Sweating is a good way to detox, is it a myth about body odor?
According to dermatologists, sweating is not a way to detox the body. Sweating has two types, one that comes from eccrine glands, which is found everywhere and helps with thermoregulation, and the other one is apocrine glands, which are found in areas such as underarms, groin, chest, and are associated with being smelly. The actual sweat from apocrine glands does not smell; it’s the bacteria in those areas that use what the gland produces as food, which results in body odor. While there are benefits to sweating, such as cooling down the body during a workout or overheating, it doesn’t have any detoxifying properties.
Body odor is a natural part of life, but it can be embarrassing and socially isolating if not managed properly. Unfortunately, there are many misconceptions about body odor that can make it harder to tackle this problem. In this article, we’ll explore some of the most common body odor myths and debunk them with facts and science.
Myth about body order:
- Sweat is the Only Cause of Body Odor One of the biggest myths about body odor is that sweat is the only cause. While sweat does play a role in body odor, it’s not the only factor. In fact, sweat itself is actually odorless. The smell comes from bacteria that break down the sweat on your skin. So, even if you shower frequently, you may still experience body odor if you have an overgrowth of bacteria on your skin.
- Deodorant and Antiperspirant are the Same Thing Many people use the terms “deodorant” and “antiperspirant” interchangeably, but they’re not the same thing. Deodorant is designed to mask body odor, while antiperspirant is designed to reduce sweat. Some products combine both deodorant and antiperspirant in one formula, but it’s important to understand the difference between the two.
- Natural Remedies are Always Better Natural remedies like tea tree oil and coconut oil have become popular solutions for body odor, but they’re not always the best option. While these remedies may work for some people, they’re not as effective as clinical-strength products. In addition, some natural remedies can actually irritate the skin, making body odor worse.

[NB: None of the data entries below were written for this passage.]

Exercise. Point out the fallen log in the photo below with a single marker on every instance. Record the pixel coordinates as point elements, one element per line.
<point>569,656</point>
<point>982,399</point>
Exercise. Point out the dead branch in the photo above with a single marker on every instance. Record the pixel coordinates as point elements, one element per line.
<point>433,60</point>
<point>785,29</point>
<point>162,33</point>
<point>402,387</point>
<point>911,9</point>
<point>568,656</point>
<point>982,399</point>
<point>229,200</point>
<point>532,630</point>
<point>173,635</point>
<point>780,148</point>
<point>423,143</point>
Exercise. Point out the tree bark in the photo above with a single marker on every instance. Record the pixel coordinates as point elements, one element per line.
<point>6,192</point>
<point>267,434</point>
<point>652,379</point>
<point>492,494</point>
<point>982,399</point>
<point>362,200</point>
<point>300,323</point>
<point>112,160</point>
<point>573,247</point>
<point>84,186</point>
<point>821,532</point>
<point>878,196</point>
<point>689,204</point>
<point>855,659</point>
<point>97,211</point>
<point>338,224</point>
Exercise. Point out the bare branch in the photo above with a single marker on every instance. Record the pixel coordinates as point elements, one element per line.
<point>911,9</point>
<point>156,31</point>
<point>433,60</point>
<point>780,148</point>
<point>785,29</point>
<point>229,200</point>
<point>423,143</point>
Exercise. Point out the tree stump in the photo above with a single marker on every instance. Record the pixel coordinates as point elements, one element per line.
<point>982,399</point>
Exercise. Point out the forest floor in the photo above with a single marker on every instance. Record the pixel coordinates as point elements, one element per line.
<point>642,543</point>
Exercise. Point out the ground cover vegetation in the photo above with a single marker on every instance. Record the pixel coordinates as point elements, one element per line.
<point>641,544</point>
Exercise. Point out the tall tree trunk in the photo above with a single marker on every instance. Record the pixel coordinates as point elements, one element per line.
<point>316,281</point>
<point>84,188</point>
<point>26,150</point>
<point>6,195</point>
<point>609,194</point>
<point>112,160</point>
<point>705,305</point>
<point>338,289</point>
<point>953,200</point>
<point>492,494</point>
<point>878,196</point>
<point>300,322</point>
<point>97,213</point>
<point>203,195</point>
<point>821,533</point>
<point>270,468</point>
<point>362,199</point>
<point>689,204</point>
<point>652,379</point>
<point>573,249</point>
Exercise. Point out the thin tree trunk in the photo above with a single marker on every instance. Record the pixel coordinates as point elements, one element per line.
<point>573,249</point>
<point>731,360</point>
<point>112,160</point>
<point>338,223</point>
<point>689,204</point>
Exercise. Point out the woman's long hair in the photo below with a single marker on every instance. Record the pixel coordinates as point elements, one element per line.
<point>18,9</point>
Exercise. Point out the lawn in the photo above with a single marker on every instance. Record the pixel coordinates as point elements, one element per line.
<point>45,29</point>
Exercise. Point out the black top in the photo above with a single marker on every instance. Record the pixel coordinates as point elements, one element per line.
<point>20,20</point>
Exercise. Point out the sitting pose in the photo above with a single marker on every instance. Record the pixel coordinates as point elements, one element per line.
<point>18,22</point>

- Body Odor is a Sign of Poor Hygiene While poor hygiene can contribute to body odor, it’s not always the cause. Some people are simply more prone to body odor due to genetics, hormonal changes, or medical conditions. It’s important to practice good hygiene habits, but it’s also important to understand that body odor can be a complex issue.
The dermatologists debunked several myths about body odor:
- “Sweat is smelly.” This is false. The sweat from the eccrine glands, which are located everywhere in the body, does not smell. The smell comes from the apocrine glands found in areas like the underarms and groin. The bacteria in those areas use the sweat from the apocrine glands as food, and the byproduct of that process smells stinky.
- “Everyone’s armpits stink.” This is a myth. There’s a special mutation in the ABCC11 gene that 2% of the population has, which makes their armpits not smell.
- “Smelly foods only affect your breath.” This is false. What you eat can affect your body odor. If your body is not producing at an optimal level, it will show you, and you will smell it. There are also certain medical conditions that can cause excessive odor.
- “Smelly feet mean bad hygiene.” This is incorrect. Smelly feet means smelly feet, and it doesn’t necessarily mean bad hygiene. The feet are a unique area with a high concentration of sweat glands and are prone to producing a smell due to the moist environment that is perfect for breeding bacteria and yeast. Washing the feet with antibacterial soap and wearing cotton socks can help reduce odor.
- “Your signature scent never changes.” This is incorrect. Our hormones, microenvironment, diets, and other factors can affect how we smell, and our signature scent can change as we age.